Ben Defne yıldırım birkaç ay sonra 18'ime gireceğim. Birçok insan mutlu olur büyüyeceği için çünkü bazılarına göre 18'e girmek demek özgürlük demek. Benim için ise ölüm demek. Neden mi ? Çünkü baba demeye bile dilim varmayan bir insan 18'ime girdiğimde hayatım boyunca görmediğim,tanımadığım biriyle evlendirmek istiyor beni ve ben buna karşı çıkıyorum. Ben hayatım boyunca babamın nefretine maruz kaldım. Ben defne yıldırım tam iki ay sonra 18'ime gireceğim 14 mart benim öldüğüm gün olacak. Ama unuttukları birşey var ki ben annesinin ölümüne bile tanık olmuş bir kızım asla pes etmeyeceğim. Unutmayın ki tek başına mücadele eden insanlar her zaman daha güçlülerdir. Çünkü kaybedebilecekleri hiçbirşeyleri yoktur.

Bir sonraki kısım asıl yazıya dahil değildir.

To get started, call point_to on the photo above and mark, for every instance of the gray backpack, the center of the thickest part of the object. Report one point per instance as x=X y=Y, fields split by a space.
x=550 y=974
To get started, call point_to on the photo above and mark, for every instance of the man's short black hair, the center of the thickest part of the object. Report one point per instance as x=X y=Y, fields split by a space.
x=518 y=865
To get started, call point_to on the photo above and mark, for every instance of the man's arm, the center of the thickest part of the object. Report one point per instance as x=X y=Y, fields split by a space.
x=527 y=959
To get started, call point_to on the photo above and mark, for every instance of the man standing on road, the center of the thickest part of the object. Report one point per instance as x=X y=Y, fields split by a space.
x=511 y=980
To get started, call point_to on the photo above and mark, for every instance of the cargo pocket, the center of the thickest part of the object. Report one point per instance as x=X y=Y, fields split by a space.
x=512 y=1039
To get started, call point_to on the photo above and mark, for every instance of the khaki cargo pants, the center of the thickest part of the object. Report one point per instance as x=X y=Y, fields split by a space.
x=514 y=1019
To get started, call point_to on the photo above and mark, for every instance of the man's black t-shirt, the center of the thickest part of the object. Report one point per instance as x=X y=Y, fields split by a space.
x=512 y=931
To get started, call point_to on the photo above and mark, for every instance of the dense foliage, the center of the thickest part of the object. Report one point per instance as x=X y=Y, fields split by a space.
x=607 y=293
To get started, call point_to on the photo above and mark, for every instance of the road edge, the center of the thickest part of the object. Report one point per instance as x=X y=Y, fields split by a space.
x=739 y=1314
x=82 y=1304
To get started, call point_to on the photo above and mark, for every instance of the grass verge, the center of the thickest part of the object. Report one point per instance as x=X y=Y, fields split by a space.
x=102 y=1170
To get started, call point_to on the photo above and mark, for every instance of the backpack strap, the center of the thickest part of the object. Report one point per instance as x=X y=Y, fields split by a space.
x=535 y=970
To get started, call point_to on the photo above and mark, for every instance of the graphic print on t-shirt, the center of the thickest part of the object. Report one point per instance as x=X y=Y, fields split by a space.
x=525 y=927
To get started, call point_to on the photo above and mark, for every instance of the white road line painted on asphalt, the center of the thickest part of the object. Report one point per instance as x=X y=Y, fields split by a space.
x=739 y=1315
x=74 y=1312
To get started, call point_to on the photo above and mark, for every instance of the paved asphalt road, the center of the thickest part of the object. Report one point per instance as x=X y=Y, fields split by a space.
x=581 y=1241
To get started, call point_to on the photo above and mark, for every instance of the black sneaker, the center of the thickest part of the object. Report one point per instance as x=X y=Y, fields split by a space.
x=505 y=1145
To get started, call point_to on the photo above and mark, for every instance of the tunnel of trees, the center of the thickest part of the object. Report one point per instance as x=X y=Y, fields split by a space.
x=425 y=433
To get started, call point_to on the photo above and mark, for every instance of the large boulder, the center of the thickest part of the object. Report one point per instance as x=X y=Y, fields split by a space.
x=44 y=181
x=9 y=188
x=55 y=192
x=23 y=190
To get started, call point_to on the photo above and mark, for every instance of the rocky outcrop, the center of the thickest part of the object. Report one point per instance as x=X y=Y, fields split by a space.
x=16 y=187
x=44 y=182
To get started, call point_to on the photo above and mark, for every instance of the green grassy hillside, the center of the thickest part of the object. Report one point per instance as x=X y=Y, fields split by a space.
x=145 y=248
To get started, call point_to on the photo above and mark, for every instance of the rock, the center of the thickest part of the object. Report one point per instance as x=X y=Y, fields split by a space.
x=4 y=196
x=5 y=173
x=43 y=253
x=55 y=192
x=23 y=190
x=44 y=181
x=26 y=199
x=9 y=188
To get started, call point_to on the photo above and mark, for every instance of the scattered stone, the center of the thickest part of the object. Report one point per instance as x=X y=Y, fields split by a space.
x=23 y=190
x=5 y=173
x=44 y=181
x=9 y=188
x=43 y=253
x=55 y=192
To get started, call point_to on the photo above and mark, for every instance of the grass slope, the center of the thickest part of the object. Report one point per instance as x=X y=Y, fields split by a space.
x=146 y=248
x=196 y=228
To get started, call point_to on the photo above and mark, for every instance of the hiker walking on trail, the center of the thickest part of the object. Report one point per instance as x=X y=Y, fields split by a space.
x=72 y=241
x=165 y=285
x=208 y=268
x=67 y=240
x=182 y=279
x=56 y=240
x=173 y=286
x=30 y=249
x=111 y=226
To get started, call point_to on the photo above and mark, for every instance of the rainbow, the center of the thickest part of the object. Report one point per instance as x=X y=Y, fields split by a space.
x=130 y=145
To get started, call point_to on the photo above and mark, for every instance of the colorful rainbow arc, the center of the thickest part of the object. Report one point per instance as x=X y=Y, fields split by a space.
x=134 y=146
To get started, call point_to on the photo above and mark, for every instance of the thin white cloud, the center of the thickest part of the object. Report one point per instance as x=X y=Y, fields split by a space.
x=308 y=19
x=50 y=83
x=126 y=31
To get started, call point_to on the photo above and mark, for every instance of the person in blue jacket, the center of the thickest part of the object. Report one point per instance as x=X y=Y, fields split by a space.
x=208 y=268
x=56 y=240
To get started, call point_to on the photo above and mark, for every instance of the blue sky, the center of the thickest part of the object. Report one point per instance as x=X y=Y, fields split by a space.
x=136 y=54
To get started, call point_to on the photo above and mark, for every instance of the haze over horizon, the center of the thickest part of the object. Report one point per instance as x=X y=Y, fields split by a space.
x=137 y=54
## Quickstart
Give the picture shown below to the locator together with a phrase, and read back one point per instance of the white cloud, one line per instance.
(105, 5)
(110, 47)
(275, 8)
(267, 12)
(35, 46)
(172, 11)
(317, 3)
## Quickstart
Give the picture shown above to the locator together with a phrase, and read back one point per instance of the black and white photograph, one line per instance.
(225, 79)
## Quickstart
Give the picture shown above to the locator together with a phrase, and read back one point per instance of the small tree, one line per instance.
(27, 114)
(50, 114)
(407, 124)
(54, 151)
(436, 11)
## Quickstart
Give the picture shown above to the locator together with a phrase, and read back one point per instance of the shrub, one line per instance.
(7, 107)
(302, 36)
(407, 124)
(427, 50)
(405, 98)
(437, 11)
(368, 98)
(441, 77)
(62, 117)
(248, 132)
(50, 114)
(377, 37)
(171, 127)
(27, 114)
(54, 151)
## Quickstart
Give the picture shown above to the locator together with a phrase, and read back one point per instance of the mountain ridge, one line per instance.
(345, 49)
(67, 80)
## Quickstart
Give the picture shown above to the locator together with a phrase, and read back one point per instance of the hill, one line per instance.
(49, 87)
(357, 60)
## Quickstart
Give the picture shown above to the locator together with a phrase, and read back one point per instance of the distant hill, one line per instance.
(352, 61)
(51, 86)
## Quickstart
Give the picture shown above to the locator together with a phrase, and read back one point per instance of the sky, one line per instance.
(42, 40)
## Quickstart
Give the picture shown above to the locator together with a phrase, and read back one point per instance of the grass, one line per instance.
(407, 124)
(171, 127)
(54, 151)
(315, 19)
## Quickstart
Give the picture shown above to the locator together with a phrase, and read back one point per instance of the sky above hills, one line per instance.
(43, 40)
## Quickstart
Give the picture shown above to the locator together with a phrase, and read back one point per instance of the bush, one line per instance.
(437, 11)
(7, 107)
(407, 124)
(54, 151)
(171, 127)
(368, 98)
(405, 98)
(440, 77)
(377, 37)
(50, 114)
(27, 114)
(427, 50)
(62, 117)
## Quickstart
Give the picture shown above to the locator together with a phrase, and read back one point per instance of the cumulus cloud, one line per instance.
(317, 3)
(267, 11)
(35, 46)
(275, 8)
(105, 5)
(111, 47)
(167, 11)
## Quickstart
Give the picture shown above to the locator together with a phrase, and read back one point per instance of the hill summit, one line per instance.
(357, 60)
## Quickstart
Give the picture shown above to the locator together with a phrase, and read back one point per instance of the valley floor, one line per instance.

●●●●●●●●●●●●●●●●●●●●●●●●●●●Sabah uyandığım da saat'in 7'ye geldiğini gördüm sessiz olmaya çalışarak banyoya gidip ihtiyaçlarımı karşıladım ve kıyafetlerimi giydim. Babam olacak şahsiyetin kafası yine bir milyon olmalıydı. Çünkü yine koltukların üzerinde sızmıştı. Bende anahtarımı alıp direk evden çıktım. Tabiki de okula gitmiyorum. Böyle bir babanız varsa gidemezsinizde. Çünkü benim ona para götürmem lazım şerefsiz olan babama bakmam gerek,çünkü ben karaktersiz olan insana bakmakla yükümlü bir kızım. Ama 2 ay sonra ya ölümüm ya da kurtuluşum olacak. Çünkü aşağılık gereksiz ne yaparsa yapsın beni evlendirmeye gücü yetmeyecek.
~2 AY SONRA~
Şuan nemi yapıyorum ? Oturmuş yarın ki düğünümden nasıl kaçacağımı düşünüyorum. Yarın sevgili koca adayım Yaman Denizle düğünüm olacak. Daha doğrusu gereksiz peder öyle düşünsün. Saate baktığımda gecenin 2'siydi ama gereksiz hala gelmemişti susadığım için mutfağa gidip su doldurdum ve içtim. Tam odama geri dönecektim ki dış kapının sesi geldi. Gereksiz peder gelmişti ve kafası yine herzamanki gibi güzeldi.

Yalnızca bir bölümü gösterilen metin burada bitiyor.